Two years ago, FTX was one of the largest cryptocurrency trading platforms in the world. Its beginning was promising, but behind the scenes, a very big game was being played on the market.$BNB


The story:
FTX would sometimes open huge positions on cryptocurrencies, for example, a bullish position 🟢, and start buying large quantities of a certain coin. As a result of the large purchase, the price would automatically rise because the market reacted to the volume of demand. After the price rises and attracts other investors, FTX opens a selling position 🟥 and sells the quantity it previously bought at a higher price, thus making a significant profit at the expense of other investors who entered at the wrong moment.
Revealing manipulation:
The risks revealed themselves when CZ (Changpeng Zhao), the founder of Binance, noticed discrepancies in the market and the volume of FTX trades, and stated that the platform was manipulating the market, which helped expose the crisis before the complete collapse.
Result:
Investors lost their money 💸
The platform collapsed suddenly due to a lack of liquidity and internal manipulation.

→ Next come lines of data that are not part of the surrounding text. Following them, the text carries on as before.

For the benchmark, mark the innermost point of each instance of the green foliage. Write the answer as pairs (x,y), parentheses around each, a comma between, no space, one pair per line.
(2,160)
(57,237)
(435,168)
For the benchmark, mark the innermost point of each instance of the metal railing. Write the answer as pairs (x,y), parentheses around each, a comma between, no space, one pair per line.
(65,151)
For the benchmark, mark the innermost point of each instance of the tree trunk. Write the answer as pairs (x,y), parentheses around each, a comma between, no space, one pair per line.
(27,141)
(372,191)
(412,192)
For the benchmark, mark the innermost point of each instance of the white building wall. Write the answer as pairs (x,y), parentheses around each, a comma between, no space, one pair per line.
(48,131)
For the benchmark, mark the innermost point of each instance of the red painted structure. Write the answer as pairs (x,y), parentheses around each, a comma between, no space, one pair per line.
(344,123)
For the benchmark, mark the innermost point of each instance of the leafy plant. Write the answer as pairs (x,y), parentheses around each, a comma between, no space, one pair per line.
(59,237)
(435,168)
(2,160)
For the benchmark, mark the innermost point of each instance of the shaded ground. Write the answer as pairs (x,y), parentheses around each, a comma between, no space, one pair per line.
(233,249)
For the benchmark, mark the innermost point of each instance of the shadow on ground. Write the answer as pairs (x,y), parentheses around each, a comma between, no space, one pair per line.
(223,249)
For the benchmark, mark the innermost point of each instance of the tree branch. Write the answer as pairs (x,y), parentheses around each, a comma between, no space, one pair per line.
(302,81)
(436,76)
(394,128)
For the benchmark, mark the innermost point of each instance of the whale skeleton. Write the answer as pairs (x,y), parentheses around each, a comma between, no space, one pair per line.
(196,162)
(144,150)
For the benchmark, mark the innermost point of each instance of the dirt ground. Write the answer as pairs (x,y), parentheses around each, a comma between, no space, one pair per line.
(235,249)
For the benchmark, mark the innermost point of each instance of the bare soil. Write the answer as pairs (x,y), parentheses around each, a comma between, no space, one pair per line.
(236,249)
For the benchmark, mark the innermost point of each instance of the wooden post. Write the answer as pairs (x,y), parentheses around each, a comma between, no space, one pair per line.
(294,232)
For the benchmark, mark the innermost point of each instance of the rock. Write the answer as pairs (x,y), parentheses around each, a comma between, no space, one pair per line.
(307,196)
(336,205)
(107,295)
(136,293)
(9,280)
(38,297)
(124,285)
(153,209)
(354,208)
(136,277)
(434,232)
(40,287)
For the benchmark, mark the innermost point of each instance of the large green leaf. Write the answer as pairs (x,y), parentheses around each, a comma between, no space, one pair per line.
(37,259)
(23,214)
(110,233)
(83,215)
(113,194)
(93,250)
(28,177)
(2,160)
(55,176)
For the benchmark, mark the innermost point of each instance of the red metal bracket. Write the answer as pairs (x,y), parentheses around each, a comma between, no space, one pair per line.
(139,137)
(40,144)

Its founder was accused of fraud and money laundering.
The lesson for investors today:
Even if the platform is big like Binance or others, you must be aware of the volume of trades and their impact on the market.
Diversify your investments.
Monitor transparency and financial data.
Do not rely entirely on any platform.
💡 The digital market is full of opportunities, but it is also full of hidden risks. Learn from the story of FTX before any investment step.